Knyvet was the most active intervener in foiling the Gunpowder Plot. On the evening of 26 October 1605, the Catholic Lord Monteagle received an anonymous letter warning him to stay away from Parliament during the opening, and to "retyre youre self into yowre contee whence yow maye expect the event in safti for ... they shall receyve a terrible blowe this parleament". Monteagle's letter was shown to King James. The King ordered Knyvet to conduct a search of the cellars underneath Parliament, which he carried out with Edmund Doubleday in the early hours of 5 November. Guy Fawkes was arrested by Knyvet whilst leaving the cellar shortly after midnight. Inside, the barrels of gunpowder were discovered hidden under piles of firewood and coal.
After foiling the plot Knyvet was given charge of the education of the short-lived Princess Mary. By royal grant of a peerage he entered the House of Lords as Baron Knyvet of Escrick, Yorkshire in 1607. He was appointed a Privy Councillor, member of the council to Queen Anne, and Warden of the Mint. In 1613, the manor of Staines was granted him outright.
He maintained a long-running feud with Edward de Vere, 17th Earl of Oxford. Knyvet's niece, Anne Vavasour, was the Earl's mistress, and on 21 March 1581 bore his illegitimate son, Edward Vere. On numerous occasions, servants on either side were killed. On one occasion, Knyvet injured Oxford, apparently in the leg.
When Lord Knyvet died in July 1622 his will provided for the foundation of a free-school in Stanwell -- the Lord Knyvet School was founded in 1624. An effigy of him and his wife features in the chancel of Stanwell's St Mary's parish church.

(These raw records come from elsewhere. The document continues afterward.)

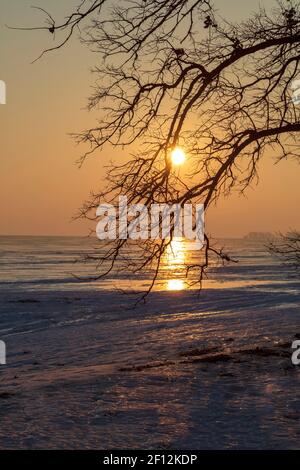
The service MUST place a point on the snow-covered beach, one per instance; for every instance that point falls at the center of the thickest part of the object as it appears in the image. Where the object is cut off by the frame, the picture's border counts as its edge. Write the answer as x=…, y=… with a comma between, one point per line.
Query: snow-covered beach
x=86, y=370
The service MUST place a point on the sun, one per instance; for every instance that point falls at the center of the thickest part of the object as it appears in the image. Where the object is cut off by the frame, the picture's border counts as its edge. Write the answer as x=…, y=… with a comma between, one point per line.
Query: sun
x=178, y=156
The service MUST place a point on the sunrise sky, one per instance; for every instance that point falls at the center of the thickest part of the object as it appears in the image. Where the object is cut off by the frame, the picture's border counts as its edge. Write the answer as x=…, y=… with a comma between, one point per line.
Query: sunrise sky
x=40, y=185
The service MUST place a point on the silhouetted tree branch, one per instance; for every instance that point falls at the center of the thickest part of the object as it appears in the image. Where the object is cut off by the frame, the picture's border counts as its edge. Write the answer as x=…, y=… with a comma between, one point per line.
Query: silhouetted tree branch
x=173, y=73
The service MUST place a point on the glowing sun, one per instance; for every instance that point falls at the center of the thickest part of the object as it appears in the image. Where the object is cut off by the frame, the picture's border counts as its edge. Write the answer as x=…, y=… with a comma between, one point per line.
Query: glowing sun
x=178, y=156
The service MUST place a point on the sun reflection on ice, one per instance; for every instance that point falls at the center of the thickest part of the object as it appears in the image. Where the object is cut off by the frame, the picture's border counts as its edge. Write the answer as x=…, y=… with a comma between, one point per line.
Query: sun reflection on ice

Knyvet occupied as his London townhouse the first house known on the site of 10 Downing Street, the modern-day residence of the British Prime Minister, in a large timber and brick building with an L-shaped garden. It was first leased to him in 1581 by Queen Elizabeth I at which point it became known as Knyvet House, and his lifetime lease was extended in 1604 to extend to his heirs. The house was described by the parliamentary commissioners in 1650 as:
The house passed to his niece, Elizabeth Hampden, aunt of Oliver Cromwell, and in her lifetime it adopted her surname. After the lease expired on Hampden House and garden in 1682, George Downing redeveloped the site and adjoining premises.